The Alphabet of Love

Bart Edelman

Publication Date: January 1, 1999

$9.95 Tradepaper

ISBN: 1-888996-09-9

Description:

This selection and its somewhat haphazard direction of how so many of us interact romantically—on the surface—is a gentle reminder that be it fate, chance, or will, we appear destined to carry out our mission to couple and partner, no matter what the cause or effect. If we truly desire companionship, at all cost, there is probably someone out there seeking the same measure—for better or worse. Whether it is simply ourselves, or the likes of Nathanael West (“Day of the Locus”), Amadeus Mozart (“The Dogs of Amadeus”), Mark Twain (“Mark Twain’s Cigar”), Natalie Wood (“The Late Natalie Wood”), or the poor children who haunt the camps at Terezin and Auschwitz (“ Little Ghosts”), we are all in need of the dose of kindness that love’s dispensary provides if we are fortunate enough to find it, hidden or not, among us.

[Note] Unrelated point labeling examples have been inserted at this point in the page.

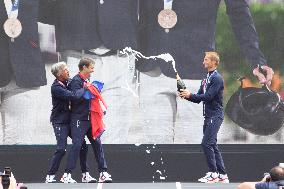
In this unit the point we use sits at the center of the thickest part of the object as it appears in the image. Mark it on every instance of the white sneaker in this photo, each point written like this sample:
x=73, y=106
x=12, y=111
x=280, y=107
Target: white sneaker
x=223, y=178
x=66, y=178
x=210, y=177
x=87, y=178
x=50, y=179
x=105, y=177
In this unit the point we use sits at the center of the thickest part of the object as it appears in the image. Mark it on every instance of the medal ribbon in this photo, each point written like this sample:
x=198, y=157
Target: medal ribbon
x=12, y=9
x=168, y=4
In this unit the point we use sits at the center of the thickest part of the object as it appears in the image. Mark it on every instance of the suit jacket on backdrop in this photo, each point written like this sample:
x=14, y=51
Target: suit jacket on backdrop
x=193, y=34
x=21, y=59
x=88, y=24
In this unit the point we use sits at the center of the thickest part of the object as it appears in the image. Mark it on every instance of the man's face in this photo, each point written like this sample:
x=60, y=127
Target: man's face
x=208, y=63
x=65, y=74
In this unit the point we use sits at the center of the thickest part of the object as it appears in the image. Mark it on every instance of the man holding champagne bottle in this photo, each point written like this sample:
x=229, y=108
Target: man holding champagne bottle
x=211, y=94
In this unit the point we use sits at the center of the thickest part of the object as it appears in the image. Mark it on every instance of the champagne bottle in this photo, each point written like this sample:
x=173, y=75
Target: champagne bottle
x=180, y=84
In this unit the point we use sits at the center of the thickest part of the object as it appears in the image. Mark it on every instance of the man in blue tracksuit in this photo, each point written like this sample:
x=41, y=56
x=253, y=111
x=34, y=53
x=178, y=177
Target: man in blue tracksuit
x=211, y=94
x=60, y=119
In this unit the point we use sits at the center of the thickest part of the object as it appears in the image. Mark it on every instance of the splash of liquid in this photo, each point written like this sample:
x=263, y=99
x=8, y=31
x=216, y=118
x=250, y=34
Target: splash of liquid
x=165, y=56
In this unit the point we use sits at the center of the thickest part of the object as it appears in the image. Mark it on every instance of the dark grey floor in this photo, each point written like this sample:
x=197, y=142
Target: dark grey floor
x=133, y=186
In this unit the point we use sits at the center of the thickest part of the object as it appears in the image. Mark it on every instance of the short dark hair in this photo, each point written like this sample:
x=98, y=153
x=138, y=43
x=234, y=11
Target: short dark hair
x=277, y=173
x=85, y=62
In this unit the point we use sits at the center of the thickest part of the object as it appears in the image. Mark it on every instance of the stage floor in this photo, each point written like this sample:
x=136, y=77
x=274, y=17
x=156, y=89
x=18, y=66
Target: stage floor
x=132, y=186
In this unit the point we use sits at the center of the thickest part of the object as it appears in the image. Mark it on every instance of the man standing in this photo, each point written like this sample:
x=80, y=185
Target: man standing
x=211, y=94
x=60, y=119
x=81, y=125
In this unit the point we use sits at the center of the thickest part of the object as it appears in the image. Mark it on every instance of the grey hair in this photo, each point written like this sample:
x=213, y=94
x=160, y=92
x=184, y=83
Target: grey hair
x=57, y=68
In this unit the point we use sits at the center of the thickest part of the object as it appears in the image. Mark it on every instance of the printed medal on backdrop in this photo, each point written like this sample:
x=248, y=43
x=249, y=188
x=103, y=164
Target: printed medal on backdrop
x=12, y=25
x=167, y=18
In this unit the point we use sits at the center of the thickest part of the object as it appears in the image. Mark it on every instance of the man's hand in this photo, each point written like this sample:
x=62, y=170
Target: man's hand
x=184, y=93
x=262, y=79
x=87, y=85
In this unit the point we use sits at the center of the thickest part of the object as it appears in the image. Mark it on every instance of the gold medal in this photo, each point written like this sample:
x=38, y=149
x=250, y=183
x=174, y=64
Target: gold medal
x=12, y=27
x=167, y=18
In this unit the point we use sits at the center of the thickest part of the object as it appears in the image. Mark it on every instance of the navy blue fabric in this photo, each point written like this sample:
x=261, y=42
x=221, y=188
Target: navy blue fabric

Whether or not a higher power is at work to guide us and grant us “The Word,” or we are determined to discover a path towards salvation through the generous acts of others—or ourselves—we follow an unconscious path, at times, and seek refuge, where possible, in places and locations we might have never imagined to investigate and bear witness. It may be upon “The Road to Jerusalem,” aboard “The New Train,” or in “The Terminal of Grief,” yet we still search for solace and speak the only common language we understand, this pursuit of love we may even try to escape—but never deny.